Der Widerstand dagegen durch eine Online-Petition mit mittlerweile mehr als 5,1 Millionen Unterzeichnern sowie durch zahlreiche Demonstrationen erweckt den Anschein eines Freiheitskampfes: für das freie Internet, für die Informationsfreiheit, gegen die Mächtigen mit ihren Zensurinteressen. Auch die Online-Enzyklopädie Wikipedia, obwohl selbst gar nicht von der geplanten Reform betroffen, hat sich in der vergangenen Woche mit einer eintägigen Protestabschaltung in spektakulärer Weise in den Widerstand eingereiht.
Netzaktivisten an der Seite der Digitalkonzerne
Entstanden ist eine merkwürdige Allianz. Denn die meist jungen Netzaktivisten stehen mit ihrem Protest, ob wissentlich oder unwissentlich, unweigerlich auch an der Seite der wirklich Mächtigen in dieser Auseinandersetzung: der internationalen Internet-Konzerne wie Google (der Mutter von Youtube), Facebook oder Amazon.
Bis heute sind diese Unternehmen bei den von ihren Nutzern millionenfach geteilten Inhalten (Texte, Fotos, Videos, Musik) von der Pflicht befreit, die Rechtmäßigkeit der Veröffentlichung im Vorfeld zu überprüfen. Erst bei Hinweisen durch die Rechteinhaber auf Verstöße müssen die Konzerne die Inhalte löschen.
Die neue Urheberrechtsrichtlinie will nun die Verantwortung für illegale Veröffentlichungen in Europa von den Nutzern auf die Plattformen selbst übertragen. Denn sie sind es, die durch Werbung und Datenhandel Milliarden verdienen, aber an der Finanzierung der geteilten Inhalte nicht beteiligt sind. Damit profitieren sie auch von dem millionenfachen Verstoß gegen Urheberrechte durch illegale Downloads.
Symbolbegriff für diesen Systemwechsel ist der Artikel 13, obwohl er in der jetzt vorliegenden Fassung der Richtlinie inzwischen zum Artikel 17 geworden ist. Im Kern wäre beispielsweise die Videoplattform Youtube dafür verantwortlich, nur noch das Hochladen lizensierter (und damit auch vergütungspflichtiger) Videos zuzulassen.
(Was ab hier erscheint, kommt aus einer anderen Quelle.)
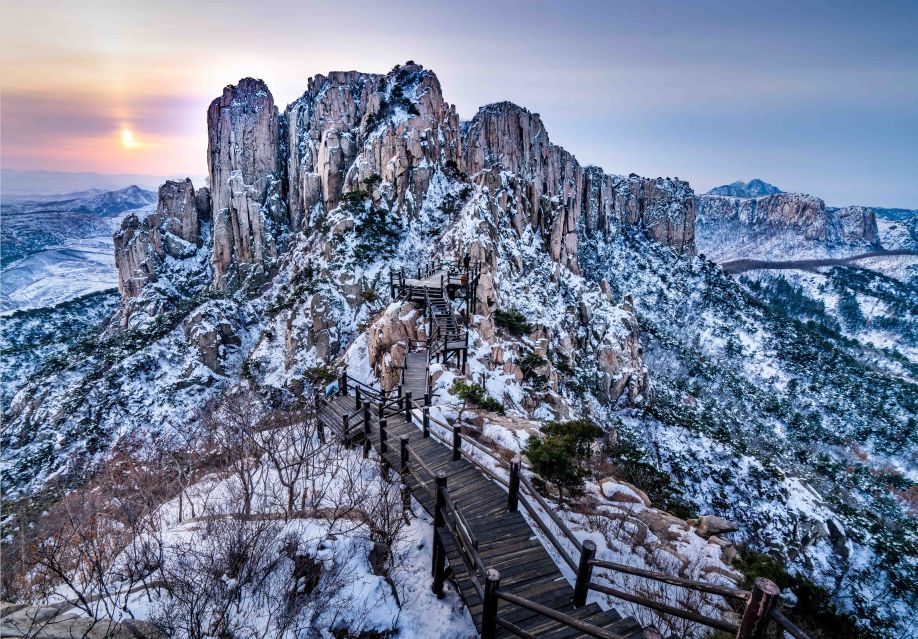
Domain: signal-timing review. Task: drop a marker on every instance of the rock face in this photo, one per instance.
(389, 135)
(173, 230)
(854, 224)
(352, 127)
(806, 215)
(245, 176)
(508, 137)
(178, 207)
(663, 207)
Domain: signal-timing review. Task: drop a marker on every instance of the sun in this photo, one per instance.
(128, 140)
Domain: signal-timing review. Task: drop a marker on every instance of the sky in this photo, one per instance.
(815, 97)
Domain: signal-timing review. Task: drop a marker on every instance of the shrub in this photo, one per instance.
(320, 375)
(529, 364)
(560, 456)
(813, 611)
(512, 320)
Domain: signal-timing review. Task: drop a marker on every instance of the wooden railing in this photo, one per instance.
(759, 605)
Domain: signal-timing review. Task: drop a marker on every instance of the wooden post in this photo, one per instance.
(584, 573)
(383, 444)
(366, 431)
(439, 558)
(403, 449)
(513, 497)
(457, 442)
(756, 616)
(489, 605)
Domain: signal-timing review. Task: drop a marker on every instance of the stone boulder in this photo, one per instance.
(388, 341)
(709, 525)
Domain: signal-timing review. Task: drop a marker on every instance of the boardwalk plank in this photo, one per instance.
(505, 540)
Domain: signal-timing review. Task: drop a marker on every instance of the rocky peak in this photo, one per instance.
(753, 188)
(663, 207)
(178, 207)
(243, 162)
(508, 137)
(349, 127)
(854, 224)
(805, 214)
(172, 231)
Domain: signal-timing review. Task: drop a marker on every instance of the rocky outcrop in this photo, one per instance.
(805, 215)
(388, 342)
(663, 207)
(213, 329)
(853, 225)
(173, 230)
(508, 137)
(352, 129)
(752, 188)
(64, 621)
(246, 187)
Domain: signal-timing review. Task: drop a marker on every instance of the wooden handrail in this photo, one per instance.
(548, 533)
(718, 624)
(519, 632)
(551, 513)
(787, 625)
(693, 584)
(459, 528)
(577, 624)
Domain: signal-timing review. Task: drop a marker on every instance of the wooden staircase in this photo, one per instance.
(503, 538)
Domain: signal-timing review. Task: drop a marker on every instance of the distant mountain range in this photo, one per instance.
(752, 188)
(58, 247)
(19, 184)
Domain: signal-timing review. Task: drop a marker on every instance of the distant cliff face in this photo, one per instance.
(245, 176)
(174, 230)
(753, 188)
(781, 226)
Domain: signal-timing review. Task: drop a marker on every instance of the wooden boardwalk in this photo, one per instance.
(505, 540)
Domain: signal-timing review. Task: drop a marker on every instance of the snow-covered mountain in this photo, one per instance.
(59, 248)
(752, 188)
(743, 399)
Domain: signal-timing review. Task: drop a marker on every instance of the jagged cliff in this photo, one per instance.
(274, 174)
(245, 170)
(310, 208)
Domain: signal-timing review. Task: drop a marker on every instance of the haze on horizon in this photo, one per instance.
(815, 97)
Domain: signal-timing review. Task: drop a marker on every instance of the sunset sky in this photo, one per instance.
(814, 97)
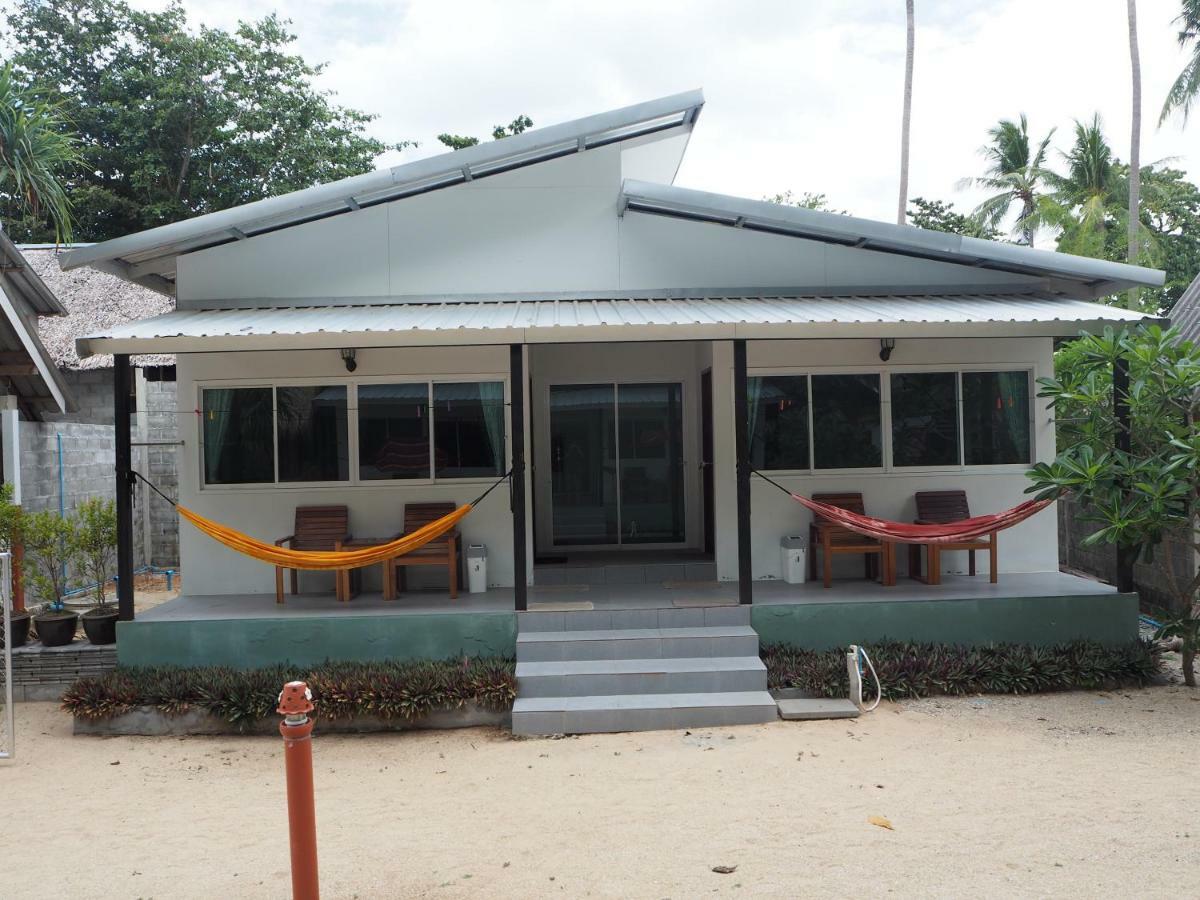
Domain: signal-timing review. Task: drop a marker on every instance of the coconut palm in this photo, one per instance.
(35, 150)
(1085, 197)
(1017, 172)
(1187, 87)
(1134, 144)
(906, 119)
Also müsste sie zuvor prüfen, ob eine entsprechende Lizenz vorliegt. Diese Verpflichtung soll aber nur für die großen kommerziellen Konzerne gelten.
Nicht dezidiert gefordert, aber für eine solche Kontrolle geeignet sind Upload-Filter, die jedes Werk vor dem Hochladen mit einer Datenbank abgleichen und so klären, ob es urheberrechtlich geschützt ist und eine Lizenz vorliegt. Kritiker sehen die Gefahr eines Overblockings, weil die Filter gegebenenfalls auch legale Inhalte ausbremsen könnten (Satire, Parodie etc.). Eine Angst, die auch von den Konzernen selbst kräftig genährt wird.
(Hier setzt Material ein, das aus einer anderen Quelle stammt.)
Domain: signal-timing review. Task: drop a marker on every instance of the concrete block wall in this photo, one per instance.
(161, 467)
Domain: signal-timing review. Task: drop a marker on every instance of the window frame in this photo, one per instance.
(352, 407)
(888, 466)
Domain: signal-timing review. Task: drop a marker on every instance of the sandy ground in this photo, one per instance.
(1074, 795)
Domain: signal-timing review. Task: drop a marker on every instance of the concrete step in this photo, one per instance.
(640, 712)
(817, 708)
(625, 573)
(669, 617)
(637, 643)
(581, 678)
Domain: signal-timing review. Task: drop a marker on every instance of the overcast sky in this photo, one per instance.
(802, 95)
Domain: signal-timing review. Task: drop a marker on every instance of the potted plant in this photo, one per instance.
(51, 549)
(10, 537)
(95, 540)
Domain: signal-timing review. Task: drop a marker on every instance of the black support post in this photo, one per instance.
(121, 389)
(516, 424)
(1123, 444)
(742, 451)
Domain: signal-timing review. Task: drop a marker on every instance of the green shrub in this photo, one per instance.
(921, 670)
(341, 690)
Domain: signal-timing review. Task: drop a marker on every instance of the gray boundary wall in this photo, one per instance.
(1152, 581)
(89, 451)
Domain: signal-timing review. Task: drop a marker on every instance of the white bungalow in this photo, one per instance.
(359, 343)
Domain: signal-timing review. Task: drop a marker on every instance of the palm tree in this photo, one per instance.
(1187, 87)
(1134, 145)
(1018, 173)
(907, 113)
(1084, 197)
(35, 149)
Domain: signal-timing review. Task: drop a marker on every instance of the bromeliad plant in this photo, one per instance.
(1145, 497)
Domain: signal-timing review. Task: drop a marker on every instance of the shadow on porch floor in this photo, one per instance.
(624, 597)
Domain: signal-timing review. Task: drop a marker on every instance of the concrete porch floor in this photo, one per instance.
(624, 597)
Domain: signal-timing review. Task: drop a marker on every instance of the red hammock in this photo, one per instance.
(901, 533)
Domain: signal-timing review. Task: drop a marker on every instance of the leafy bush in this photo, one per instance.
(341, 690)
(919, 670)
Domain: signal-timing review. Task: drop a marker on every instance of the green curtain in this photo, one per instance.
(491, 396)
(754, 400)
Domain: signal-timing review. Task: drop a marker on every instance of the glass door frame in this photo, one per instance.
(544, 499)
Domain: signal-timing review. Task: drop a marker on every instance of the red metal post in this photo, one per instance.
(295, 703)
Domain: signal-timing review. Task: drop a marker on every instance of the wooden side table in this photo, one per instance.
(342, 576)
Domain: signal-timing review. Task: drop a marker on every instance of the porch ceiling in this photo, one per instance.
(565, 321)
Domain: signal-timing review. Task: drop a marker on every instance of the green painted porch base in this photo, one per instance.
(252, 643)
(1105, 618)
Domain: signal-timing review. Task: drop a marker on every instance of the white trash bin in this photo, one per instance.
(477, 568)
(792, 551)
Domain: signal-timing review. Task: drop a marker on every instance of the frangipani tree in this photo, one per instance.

Weiterer Streitpunkt ist der Artikel 11 (inzwischen Artikel 15). Dabei geht es im Wesentlichen darum, ein Leistungsschutzrecht für Presseverlage, wie es seit 2013 in Deutschland existiert, europaweit festzuschreiben. Ziel ist, dass nicht nicht nur für die Verbreitung kompletter Zeitungsartikel Lizenzgebühren fällig werden, sondern auch für die Verbreitung von Überschriften oder Textzitaten, vor allem in Suchmaschinen.
Verwertungsgesellschaften als denkbare Alternative
Sollte die Richtlinie in Kraft treten, haben die Mitgliedsstaaten noch zwei Jahre Zeit, sie zu konkretisieren und in nationales Recht umzusetzen. Dabei bestünde auch die Möglichkeit, Alternativen zu den umstrittenen Upload-Filtern (die im Übrigen aber schon seit Jahren freiwillig im Einsatz sind) zu etablieren.
Vorbild könnten die Verwertungsgesellschaften sein, die es bereits auf anderen Gebieten gibt – wie die Gema im Musikbereich. Die Gesellschaften vertreten die Interessen der Urheber. Vergleichbares ist auch für das digitale Urheberrecht denkbar. So könnten Rechte bei einem Lizenzsystem angemeldet und die Werke entsprechend gekennzeichnet werden. Beim Hochladen entstünde ein Vergütungsanspruch, der aus einem Topf unter Kontrolle einer Verwertungsgesellschaft beglichen würde. Den Topf müssten Plattformen wie Youtube, Facebook oder Instagram aus einem Teil ihrer Werbeeinnahmen finanzieren.
Bei der Abstimmung im EU-Parlament steht aber nicht nur das Recht von Verlagen, Journalisten, Autoren, Musikern und Künstlern auf dem Spiel, ihr geistiges Eigentum zu schützen und eine Verwertung Dritter entsprechend bezahlt zu bekommen. Die emotional aufgeladene Debatte ist auch exemplarisch für die Frage, ob es überhaupt noch möglich ist, regulierend in die Macht globaler Digitalkonzerne einzugreifen. Denn der in rasanter Geschwindigkeit vom Randthema zur europaweiten Grundsatzfrage aufgestiegene Streit steht auch für die Wirkmacht von Digitalkampagnen und ihren Einfluss auf die parlamentarischen Prozesse.
Der Alarmismus der Proteste könnte den Eindruck erwecken, hier sei mal wieder etwas im stillen EU-Kämmerlein an der Bevölkerung vorbei vorbereitet worden. Das Gegenteil ist der Fall: Seit 2016 wird auf europäischer Ebene offen über die Urheberrechtsrichtlinie diskutiert. Im Juli 2018 lehnte das EU-Parlament einen ersten Kompromissvorschlag ab. Der Entwurf wurde überarbeitet und fand zwei Monate später eine große Mehrheit.
Im Anschluss wurde dann bis zum Februar dieses Jahres im sogenannten Trilog zwischen Rat, Kommission und Parlament die jetzt vorliegende Fassung ausgehandelt. Würde sie bei der abschließenden Abstimmung im Parlament scheitern, bliebe nicht nur das längst überfällige neue europäische Urheberrecht für vermutlich lange Zeit auf der Strecke. Zu fragen wäre dann auch, wie anfällig der Parlamentarismus grundsätzlich für emotionalisierte digitale Kampagnen geworden ist.
Für alle, die noch die Vorstellung haben, die Macht der internationalen Internetkonzerne politisch kontrollieren zu können, wäre die Antwort vermutlich ernüchternd.